Thai family law governs various aspects of family relationships, including property rights and division in case of divorce. Understanding these laws is essential for individuals entering into marriages in Thailand. Here, we will delve into the key provisions and classifications of property under Thai family law.
Property of Husband and Wife
Under the revised Civil and Commercial Code, Book 5 (Family), effective since October 16, 1976, the law ensures equal rights for both spouses in managing marital property. The outdated provision that allowed husbands to unilaterally manage the common property without the wife’s consent has been abolished.
Classification of Property
The property owned by the husband and wife is categorized into two main types: private property (“Sin Suan Tua”) and common property (“Sin Somros”). Here’s an overview of each:
1. Private Property (“Sin Suan Tua”)
Private property encompasses the following:
- Property owned by either spouse before the marriage.
- Personal items such as clothing, accessories, and tools necessary for the individual’s occupation or profession.
- Property acquired through a will or gratuitous gift during the marriage.
- “Khongman” or property given at the engagement ceremony as evidence of the intent to marry.
2. Common Property (“Sin Somros”)
Common property includes:
- All property acquired by either spouse during the course of the marriage.
- Property obtained through a will or written gift during the marriage, explicitly declaring joint ownership by both husband and wife.
- Fruits or income generated from private property.
Determining Property Classification
In cases of uncertainty regarding the classification of property as private or common, Thai law presumes the property to be common unless proven otherwise. This presumption ensures a fair division of assets between spouses.
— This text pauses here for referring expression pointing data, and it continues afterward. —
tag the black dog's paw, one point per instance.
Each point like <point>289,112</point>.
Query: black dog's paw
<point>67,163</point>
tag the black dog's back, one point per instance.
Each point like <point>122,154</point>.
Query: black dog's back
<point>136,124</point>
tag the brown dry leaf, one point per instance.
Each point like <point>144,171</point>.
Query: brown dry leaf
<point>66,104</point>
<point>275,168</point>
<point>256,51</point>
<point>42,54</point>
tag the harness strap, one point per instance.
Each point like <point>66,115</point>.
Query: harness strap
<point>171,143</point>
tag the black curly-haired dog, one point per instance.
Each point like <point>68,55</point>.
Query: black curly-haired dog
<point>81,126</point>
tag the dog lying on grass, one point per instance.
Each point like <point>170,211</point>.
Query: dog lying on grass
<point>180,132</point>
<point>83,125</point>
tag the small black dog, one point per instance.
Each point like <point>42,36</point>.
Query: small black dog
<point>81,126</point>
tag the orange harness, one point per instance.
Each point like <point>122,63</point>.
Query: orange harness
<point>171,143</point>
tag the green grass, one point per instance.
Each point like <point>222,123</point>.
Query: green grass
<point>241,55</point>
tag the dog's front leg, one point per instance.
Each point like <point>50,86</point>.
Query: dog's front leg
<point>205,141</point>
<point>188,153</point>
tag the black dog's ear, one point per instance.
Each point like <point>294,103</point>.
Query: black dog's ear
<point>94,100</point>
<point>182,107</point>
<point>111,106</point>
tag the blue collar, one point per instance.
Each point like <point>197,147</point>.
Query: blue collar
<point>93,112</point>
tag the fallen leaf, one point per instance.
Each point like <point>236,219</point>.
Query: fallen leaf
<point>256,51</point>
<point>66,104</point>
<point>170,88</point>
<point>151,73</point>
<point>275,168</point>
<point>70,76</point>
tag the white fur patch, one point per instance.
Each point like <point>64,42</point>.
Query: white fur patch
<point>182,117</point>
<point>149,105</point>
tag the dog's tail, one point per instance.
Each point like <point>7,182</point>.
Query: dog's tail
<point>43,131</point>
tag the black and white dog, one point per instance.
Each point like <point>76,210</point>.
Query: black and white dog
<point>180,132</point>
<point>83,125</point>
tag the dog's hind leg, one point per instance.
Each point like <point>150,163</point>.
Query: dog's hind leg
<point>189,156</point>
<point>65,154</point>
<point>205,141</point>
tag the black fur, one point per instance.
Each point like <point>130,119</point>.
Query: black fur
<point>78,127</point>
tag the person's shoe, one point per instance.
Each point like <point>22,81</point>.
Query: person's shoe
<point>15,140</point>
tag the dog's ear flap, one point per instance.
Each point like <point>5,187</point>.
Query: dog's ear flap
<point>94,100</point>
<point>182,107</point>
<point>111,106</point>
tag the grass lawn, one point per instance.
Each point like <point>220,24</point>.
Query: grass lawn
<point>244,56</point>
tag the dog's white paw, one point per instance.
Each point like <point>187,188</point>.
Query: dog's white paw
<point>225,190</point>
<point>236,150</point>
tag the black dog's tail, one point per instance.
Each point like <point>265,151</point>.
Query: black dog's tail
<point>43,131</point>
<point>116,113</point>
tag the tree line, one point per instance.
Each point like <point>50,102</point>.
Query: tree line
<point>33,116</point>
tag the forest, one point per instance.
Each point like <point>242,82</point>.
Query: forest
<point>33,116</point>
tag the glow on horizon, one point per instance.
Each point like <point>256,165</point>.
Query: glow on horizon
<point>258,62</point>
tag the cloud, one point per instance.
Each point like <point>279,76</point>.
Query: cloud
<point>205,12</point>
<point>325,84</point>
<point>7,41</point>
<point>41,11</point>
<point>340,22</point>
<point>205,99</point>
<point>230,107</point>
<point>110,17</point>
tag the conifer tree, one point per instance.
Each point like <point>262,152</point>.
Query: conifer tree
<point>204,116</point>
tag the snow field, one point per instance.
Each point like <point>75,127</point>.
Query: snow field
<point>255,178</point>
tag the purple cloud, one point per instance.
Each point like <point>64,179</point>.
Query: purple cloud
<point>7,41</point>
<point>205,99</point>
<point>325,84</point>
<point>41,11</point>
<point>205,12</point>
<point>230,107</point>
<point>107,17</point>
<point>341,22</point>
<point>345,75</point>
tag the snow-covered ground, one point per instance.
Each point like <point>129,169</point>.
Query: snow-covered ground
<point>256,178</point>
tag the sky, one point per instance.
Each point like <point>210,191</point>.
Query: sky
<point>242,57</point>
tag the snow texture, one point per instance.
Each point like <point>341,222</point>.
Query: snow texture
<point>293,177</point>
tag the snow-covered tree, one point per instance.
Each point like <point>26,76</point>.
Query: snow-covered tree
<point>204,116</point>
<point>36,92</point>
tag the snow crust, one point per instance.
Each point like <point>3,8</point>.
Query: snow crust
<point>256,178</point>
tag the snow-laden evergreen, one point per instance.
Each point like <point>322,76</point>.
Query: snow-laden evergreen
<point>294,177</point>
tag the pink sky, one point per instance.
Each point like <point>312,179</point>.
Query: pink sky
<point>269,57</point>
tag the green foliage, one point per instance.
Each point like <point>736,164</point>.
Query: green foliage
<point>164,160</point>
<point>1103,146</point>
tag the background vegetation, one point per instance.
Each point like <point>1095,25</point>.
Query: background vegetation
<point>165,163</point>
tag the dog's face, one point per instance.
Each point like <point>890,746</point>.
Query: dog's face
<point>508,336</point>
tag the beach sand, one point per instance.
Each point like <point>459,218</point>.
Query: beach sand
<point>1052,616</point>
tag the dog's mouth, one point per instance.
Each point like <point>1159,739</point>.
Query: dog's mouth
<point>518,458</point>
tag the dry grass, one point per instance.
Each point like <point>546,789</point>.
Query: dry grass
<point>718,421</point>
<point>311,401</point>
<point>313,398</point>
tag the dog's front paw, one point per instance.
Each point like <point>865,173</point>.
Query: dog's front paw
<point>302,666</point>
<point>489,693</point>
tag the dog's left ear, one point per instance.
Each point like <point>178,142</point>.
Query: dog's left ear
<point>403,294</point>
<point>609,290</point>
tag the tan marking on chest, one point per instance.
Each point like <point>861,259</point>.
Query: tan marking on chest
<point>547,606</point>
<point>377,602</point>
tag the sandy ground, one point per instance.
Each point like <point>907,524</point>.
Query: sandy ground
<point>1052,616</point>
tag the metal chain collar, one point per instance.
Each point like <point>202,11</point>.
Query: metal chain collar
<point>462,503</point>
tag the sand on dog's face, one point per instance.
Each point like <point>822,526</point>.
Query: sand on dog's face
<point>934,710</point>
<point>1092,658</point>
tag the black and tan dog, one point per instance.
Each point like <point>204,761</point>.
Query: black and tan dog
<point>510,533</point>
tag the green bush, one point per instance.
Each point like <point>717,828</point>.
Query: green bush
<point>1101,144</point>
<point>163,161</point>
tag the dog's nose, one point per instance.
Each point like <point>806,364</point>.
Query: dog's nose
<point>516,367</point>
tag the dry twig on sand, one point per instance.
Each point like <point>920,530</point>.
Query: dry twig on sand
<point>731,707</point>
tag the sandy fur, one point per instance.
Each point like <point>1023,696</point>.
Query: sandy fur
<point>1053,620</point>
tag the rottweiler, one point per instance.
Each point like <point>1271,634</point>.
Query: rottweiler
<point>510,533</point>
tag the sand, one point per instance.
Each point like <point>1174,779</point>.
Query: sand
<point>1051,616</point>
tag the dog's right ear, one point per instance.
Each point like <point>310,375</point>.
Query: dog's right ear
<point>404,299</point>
Equal Division of Marital Property on Divorce
Thai law mandates that marital property, or sin somros, be divided equally in the event of divorce. The division is based on the principle of fairness, considering the contributions and circumstances of each spouse during the marriage.
Importance of Prenuptial Agreements
Given the equal division principle, a prenuptial agreement holds significant importance in protecting the interests of individuals entering into a marriage. It allows couples to define the distribution of assets and financial responsibilities, providing clarity and certainty in case of divorce.
Understanding Thai family law and its provisions regarding property rights and division is crucial for couples entering into marriages in Thailand. Knowing the classifications of private and common property and the equal division principle ensures transparency and helps individuals protect their assets. Seeking legal advice and drafting a comprehensive prenuptial agreement can further safeguard the interests of both spouses.